Digests coalesce multiple matching events into a single notification when rules request batched delivery. They protect responders from alert storms while preserving a deterministic record of every input.


1. Digest lifecycle

  1. Window selection. Rule actions opt into a digest cadence by setting actions[].digest (instant, 5m, 15m, 1h, 1d). instant skips digest logic entirely.
  2. Aggregation. When an event matches, the worker appends it to the open digest window (tenantId + actionId + window). Events include the canonical scope, delta counts, and references.
  3. Flush. When the window expires or hits the workers safety cap (configurable), the worker renders a digest template and emits a single delivery with status Digested.
  4. Audit. The delivery ledger links back to the digest document so operators can inspect individual items and the aggregated summary.

2. Storage model

Digest state lives in Mongo (digests collection) and mirrors the schema described in ARCHITECTURE_NOTIFY.md:

{
  "_id": "tenant-dev:act-email-compliance:1h",
  "tenantId": "tenant-dev",
  "actionKey": "act-email-compliance",
  "window": "1h",
  "openedAt": "2025-10-24T08:00:00Z",
  "status": "open",
  "items": [
    {
      "eventId": "00000000-0000-0000-0000-000000000001",
      "scope": {
        "namespace": "prod-payments",
        "repo": "ghcr.io/acme/api",
        "digest": "sha256:…"
      },
      "delta": {
        "newCritical": 1,
        "kev": 1
      }
    }
  ]
}
  • status reflects whether the window is currently collecting (open) or has been completed (closed). Future revisions may introduce flushing for in-progress operations.
  • items[].delta captures aggregated counts for reporting (e.g., new critical findings, KEV, quieted).
  • Workers use optimistic concurrency on the document ID to avoid duplicate flushes across replicas.
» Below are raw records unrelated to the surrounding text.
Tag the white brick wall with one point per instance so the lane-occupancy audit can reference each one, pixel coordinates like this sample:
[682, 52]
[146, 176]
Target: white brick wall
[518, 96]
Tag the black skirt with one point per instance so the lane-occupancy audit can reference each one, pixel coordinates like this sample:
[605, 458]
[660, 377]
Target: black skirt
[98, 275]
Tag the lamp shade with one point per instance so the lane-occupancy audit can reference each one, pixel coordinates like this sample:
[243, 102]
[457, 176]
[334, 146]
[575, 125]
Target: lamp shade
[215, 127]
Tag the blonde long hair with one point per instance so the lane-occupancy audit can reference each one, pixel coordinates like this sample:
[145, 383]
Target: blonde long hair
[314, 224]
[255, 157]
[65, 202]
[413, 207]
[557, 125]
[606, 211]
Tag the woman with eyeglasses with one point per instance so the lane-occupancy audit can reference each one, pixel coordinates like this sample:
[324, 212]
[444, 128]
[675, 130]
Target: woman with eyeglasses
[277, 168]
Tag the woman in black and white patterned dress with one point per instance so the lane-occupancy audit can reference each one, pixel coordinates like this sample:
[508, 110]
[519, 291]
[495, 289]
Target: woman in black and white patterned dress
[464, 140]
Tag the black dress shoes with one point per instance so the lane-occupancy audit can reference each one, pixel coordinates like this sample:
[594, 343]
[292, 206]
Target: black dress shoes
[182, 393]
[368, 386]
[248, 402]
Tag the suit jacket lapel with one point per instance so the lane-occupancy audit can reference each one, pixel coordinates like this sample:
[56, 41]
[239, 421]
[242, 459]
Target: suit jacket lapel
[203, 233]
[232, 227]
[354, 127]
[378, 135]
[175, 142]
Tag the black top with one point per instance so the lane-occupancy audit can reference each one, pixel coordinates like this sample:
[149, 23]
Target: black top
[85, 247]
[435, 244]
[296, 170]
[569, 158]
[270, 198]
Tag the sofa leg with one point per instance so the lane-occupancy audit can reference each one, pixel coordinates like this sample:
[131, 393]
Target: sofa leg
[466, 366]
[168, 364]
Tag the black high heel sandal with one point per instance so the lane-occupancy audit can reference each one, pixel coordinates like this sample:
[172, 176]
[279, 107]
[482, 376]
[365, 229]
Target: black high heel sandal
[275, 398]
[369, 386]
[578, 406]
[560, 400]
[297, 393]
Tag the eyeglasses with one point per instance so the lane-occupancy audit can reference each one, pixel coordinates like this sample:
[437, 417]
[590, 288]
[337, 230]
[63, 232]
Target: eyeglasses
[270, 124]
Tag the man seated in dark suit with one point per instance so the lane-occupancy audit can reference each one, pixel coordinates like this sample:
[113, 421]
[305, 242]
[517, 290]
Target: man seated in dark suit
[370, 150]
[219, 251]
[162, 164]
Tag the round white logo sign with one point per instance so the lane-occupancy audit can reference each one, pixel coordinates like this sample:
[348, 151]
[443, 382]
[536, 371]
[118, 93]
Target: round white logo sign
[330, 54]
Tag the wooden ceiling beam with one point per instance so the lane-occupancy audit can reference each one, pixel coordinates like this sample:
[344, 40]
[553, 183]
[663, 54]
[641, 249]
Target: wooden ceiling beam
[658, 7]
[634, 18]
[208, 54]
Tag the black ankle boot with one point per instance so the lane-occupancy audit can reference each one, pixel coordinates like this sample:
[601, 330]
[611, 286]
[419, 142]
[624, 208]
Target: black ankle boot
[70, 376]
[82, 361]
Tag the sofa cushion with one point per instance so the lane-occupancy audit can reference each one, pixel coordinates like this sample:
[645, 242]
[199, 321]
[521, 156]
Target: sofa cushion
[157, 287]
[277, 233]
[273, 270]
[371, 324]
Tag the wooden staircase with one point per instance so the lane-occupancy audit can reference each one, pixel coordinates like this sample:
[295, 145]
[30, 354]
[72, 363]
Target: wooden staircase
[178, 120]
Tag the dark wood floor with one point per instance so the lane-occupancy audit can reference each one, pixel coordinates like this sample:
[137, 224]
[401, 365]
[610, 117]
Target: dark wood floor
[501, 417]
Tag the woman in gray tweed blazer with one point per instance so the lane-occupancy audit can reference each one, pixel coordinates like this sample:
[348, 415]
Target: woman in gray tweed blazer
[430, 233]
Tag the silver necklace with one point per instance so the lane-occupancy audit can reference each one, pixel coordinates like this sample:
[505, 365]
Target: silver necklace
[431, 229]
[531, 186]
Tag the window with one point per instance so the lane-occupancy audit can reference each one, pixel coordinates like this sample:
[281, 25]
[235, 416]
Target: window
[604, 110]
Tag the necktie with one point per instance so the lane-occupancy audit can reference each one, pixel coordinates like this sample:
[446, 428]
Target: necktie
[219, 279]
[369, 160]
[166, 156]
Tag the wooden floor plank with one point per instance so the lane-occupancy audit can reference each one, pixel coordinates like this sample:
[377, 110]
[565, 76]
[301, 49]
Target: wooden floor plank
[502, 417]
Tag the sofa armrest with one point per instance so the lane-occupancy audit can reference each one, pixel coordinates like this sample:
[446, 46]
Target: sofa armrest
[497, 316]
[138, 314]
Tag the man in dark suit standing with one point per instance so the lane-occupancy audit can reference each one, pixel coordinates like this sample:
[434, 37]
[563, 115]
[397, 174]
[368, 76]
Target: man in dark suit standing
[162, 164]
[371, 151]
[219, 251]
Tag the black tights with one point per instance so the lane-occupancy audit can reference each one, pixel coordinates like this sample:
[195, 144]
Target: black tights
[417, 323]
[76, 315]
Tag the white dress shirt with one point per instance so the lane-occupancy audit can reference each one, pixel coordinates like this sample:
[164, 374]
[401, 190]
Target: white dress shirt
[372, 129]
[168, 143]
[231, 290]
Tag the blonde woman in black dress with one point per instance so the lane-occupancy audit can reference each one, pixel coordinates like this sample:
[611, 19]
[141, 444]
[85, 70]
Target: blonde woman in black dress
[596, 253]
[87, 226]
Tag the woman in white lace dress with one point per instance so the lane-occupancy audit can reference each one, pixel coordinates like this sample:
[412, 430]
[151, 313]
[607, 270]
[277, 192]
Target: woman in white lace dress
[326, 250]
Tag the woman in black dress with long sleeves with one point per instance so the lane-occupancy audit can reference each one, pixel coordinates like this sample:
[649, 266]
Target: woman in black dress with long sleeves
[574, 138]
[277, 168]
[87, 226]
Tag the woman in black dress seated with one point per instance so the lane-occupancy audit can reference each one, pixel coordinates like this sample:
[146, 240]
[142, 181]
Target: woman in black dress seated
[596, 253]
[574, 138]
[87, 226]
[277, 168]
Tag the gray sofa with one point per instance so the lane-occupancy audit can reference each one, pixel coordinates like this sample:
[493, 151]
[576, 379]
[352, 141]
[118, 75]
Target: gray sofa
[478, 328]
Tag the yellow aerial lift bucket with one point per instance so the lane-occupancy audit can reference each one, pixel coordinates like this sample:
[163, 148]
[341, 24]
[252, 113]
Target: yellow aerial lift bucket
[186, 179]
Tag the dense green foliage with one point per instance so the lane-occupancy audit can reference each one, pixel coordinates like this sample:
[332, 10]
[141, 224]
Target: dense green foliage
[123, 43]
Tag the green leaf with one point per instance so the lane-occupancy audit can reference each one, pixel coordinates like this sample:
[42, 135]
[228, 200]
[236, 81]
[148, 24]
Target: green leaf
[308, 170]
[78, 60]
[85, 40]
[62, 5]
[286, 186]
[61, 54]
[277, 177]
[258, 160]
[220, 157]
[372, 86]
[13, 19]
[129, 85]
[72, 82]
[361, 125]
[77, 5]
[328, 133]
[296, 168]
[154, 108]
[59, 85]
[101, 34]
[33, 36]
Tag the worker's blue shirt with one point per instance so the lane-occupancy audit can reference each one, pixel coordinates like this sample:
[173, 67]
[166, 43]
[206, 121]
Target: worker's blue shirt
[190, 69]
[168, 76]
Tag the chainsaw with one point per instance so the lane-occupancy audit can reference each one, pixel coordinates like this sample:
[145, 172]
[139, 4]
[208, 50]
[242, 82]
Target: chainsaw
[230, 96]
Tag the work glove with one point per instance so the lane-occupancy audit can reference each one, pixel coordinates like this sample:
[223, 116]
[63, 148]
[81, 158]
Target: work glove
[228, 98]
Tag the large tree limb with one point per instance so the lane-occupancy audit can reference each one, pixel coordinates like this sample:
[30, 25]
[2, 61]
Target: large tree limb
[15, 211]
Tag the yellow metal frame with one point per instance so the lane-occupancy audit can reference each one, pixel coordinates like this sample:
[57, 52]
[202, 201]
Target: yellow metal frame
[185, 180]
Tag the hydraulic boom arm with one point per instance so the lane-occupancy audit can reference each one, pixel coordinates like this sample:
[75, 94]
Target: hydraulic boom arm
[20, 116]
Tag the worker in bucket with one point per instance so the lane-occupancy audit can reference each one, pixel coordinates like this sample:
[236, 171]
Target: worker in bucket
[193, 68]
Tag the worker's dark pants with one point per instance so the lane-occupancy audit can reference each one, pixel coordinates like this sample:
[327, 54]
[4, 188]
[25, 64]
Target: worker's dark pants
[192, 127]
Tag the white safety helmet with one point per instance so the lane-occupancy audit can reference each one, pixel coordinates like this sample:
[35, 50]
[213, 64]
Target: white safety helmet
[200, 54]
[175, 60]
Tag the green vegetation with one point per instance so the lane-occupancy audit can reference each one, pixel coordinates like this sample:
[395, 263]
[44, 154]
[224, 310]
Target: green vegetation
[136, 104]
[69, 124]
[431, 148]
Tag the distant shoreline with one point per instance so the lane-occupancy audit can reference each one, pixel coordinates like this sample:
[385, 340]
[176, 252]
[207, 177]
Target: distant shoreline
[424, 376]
3. Rendering and templates

  • Digest deliveries use the same template engine as instant notifications. Templates receive an additional digest object with window, openedAt, itemCount, and items (findings grouped by namespace/repository when available).
  • Provide digest-specific templates (e.g., tmpl-digest-hourly) so the body can enumerate top offenders, summarise totals, and link to detailed dashboards.
  • When no template is specified, Notify falls back to channel defaults that emphasise summary counts and redirect to Console for detail.

4. API surface

Endpoint Description Notes
POST /digests Issues administrative commands (e.g., force flush, reopen) for a specific action/window. Request body specifies the command target; requires notify.admin.
GET /digests/{actionKey} Returns the currently open window (if any) for the referenced action. Supports operators/CLI inspecting pending digests; requires notify.read.
DELETE /digests/{actionKey} Drops the open window without notifying (emergency stop). Emits an audit record; use sparingly.
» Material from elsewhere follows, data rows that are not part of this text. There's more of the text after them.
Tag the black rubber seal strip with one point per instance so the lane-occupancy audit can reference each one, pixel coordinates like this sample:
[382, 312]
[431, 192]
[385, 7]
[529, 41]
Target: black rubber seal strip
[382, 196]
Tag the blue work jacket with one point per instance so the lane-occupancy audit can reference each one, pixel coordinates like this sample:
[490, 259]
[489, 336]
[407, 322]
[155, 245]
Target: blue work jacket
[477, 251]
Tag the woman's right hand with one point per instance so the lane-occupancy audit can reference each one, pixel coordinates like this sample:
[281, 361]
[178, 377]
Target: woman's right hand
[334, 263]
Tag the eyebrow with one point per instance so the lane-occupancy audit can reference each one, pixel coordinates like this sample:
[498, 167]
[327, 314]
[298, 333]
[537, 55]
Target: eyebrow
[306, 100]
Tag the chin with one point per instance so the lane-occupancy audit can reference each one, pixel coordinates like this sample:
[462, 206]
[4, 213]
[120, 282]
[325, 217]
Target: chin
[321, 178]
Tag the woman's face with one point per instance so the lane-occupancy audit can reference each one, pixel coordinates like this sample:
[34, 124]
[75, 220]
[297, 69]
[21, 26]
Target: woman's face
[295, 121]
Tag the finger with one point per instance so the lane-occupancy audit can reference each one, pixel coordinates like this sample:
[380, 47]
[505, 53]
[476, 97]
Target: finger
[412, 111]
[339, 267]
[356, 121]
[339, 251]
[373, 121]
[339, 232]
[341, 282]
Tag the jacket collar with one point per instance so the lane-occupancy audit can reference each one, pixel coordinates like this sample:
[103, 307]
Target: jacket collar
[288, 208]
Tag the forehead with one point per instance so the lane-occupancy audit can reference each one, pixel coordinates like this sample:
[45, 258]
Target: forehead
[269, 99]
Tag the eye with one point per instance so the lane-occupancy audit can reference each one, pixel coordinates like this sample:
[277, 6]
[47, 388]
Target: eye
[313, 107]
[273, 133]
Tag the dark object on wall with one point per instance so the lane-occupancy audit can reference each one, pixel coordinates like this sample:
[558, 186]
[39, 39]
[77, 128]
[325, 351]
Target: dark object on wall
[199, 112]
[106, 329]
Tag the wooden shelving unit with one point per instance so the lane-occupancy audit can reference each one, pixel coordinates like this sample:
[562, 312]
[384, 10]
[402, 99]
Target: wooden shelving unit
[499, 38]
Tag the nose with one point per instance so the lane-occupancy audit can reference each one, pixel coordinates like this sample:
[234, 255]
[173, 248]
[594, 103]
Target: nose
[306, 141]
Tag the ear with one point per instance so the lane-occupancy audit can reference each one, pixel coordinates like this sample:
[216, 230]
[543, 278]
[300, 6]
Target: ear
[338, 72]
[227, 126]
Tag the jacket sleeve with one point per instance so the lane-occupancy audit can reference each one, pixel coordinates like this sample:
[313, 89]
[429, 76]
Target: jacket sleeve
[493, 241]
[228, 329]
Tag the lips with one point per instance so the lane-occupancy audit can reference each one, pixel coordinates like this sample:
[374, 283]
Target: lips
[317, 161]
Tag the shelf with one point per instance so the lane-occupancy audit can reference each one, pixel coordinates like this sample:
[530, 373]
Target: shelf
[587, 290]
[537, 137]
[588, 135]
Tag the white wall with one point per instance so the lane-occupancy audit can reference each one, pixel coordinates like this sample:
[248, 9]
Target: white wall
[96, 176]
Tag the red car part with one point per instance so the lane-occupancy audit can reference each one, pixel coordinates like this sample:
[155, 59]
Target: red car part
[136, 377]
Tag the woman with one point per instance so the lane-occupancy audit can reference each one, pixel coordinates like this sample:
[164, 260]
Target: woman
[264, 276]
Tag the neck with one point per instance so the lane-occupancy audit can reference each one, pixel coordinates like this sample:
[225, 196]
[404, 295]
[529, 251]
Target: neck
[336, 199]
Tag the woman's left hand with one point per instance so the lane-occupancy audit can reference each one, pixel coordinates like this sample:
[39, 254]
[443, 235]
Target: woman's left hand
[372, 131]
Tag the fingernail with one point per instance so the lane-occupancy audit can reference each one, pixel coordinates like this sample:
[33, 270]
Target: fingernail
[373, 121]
All routes honour the tenant header and reuse the standard Notify rate limits.


5. Worker behaviour and safety nets

  • Idempotency. Flush operations generate a deterministic digest delivery ID (digest:<tenant>:<actionId>:<window>:<openedAt>). Retries reuse the same ID.
  • Throttles. Digest generation respects action throttles; setting an aggressive throttle together with a digest window may result in deliberate skips (logged as Throttled in the delivery ledger).
  • Quiet hours. Future sprint work (NOTIFY-SVC-39-004) integrates quiet-hour calendars. When enabled, flush timers pause during quiet windows and resume afterwards.
  • Back-pressure. When the window reaches the configured item cap before the timer, the worker flushes early and starts a new window immediately.
  • Crash resilience. Workers rebuild in-flight windows from Mongo on startup; partially flushed windows remain closed after success or reopened if the flush fails.

6. Operator guidance

  • Choose hourly digests for high-volume compliance events; daily digests suit executive reporting.
  • Pair digests with incident-focused instant rules so critical items surface immediately while less urgent noise is summarised.
  • Monitor /stats output for openDigestCount to ensure windows are flushing; spikes may indicate downstream connector failures.
  • When testing new digest templates, open a small (5m) window, trigger sample events, then call POST /digests/{actionId}/flush to validate rendering before moving to longer cadences.

Imposed rule reminder: Work of this type or tasks of this type on this component must also be applied everywhere else it should be applied.